Además del curso, como investigadora la trae a Cuba un proyecto pendiente con Ediciones La Memoria, del Centro Pablo: la publicación de un libro sobre Carlos Varela.

Mi primera visita Cuba fue en 1978, durante el Festival de la Juventud y los Estudiantes. Como investigadora llegué a Cuba hace diez años, cuando escribía un trabajo sobre las adopciones y los conflictos de la emigración de niños. Trabajé con tres ejemplos: uno de Canadá, uno de Guatemala y otro de Cuba, donde investigué la Operación Peter Pan. En aquel entonces, conocí a mi actual colega y amiga, especialista en temas de cine, Caridad Cumaná, quien me dijo que si quería entender algo sobre el país y su historia más reciente, tenía que empezar con las letras de Carlos Varela. Pienso que ella tenía razón: empecé a escuchar y leer sus letras; aprendí muchísimo de esta fuente.

Como soy historiadora, este fue un momento muy importante: me di cuenta de que las letras de las canciones de un trovador en Cuba, o en cualquier otro país, pueden ser una fuente fundamental para descubrir la historia de esa geografía. La mayoría de los historiadores no utilizan esas fuentes de este modo. Para mí Varela fue mi maestro, mi historiador cubano preferido, como siempre digo.

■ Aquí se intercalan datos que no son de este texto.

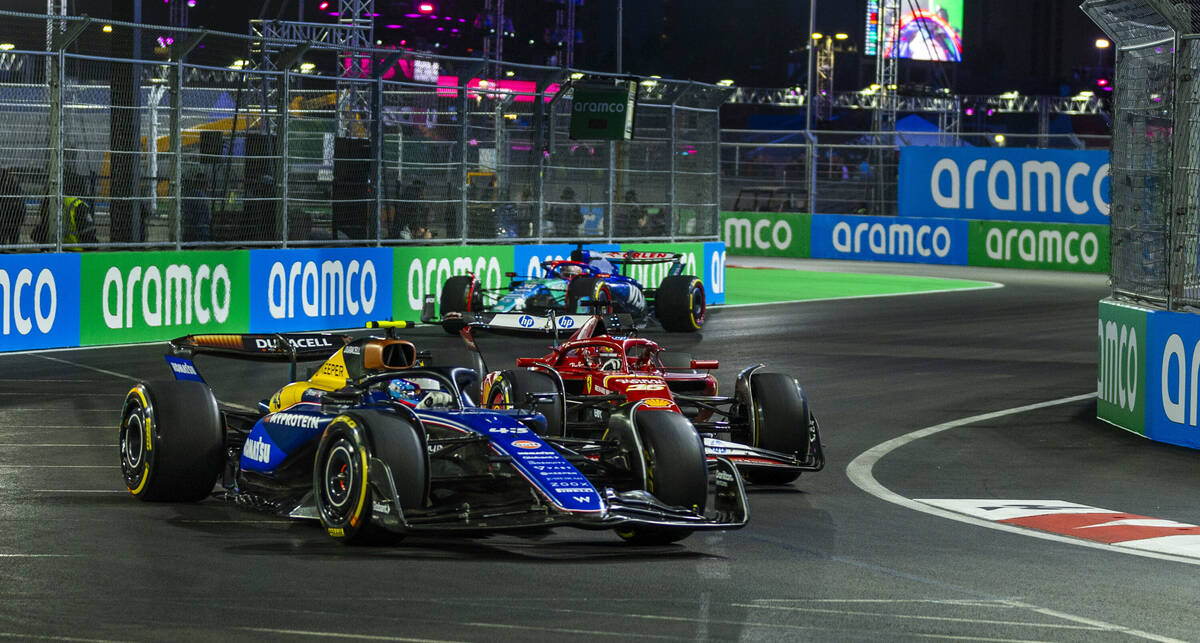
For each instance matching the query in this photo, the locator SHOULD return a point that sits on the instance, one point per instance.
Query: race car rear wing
(289, 347)
(520, 324)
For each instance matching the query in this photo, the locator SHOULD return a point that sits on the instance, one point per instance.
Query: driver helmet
(405, 391)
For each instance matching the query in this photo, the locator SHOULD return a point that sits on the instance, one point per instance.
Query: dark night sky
(1032, 46)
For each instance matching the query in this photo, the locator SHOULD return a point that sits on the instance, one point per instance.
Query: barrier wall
(1149, 371)
(69, 299)
(1000, 244)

Me enseñó la importancia del músico como historiador social.

Fidel Díaz Castro defendía esta idea el pasado miércoles durante su conferencia en el Centro Pablo.

Exacto: los trovadores son periodistas con música.

Regresemos sobre el volumen Habáname: la ciudad musical de Carlos Varela, en el cual confluyen una gran diversidad de autores…

Somos un grupo donde se entremezclan diferentes perspectivas y formaciones. Algunos son musicólogos, historiadores, especialistas en cine, periodistas… es una combinación bien interesante. Nuestro objetivo es explicar cómo Varela funciona como un cronista de algo, en este caso del periodo especial, de La Habana

¿Qué otros proyectos tiene pendientes relacionados con nuestro país?

Siempre estoy bromeando con Joaquín (Borges-Triana), diciéndole que tenemos que escribir algo más, y esto es una broma entre nosotros, pero tengo la fuerte sensación de que personas como Frank Delgado merecen un libro, merecen ser más conocidos fuera de Cuba, porque no puedo imaginar una manera más inteligente y elegante de explicar a mis alumnos la historia entre Cuba y Miami que a través de la canción “La otra orilla”: todo en una canción”.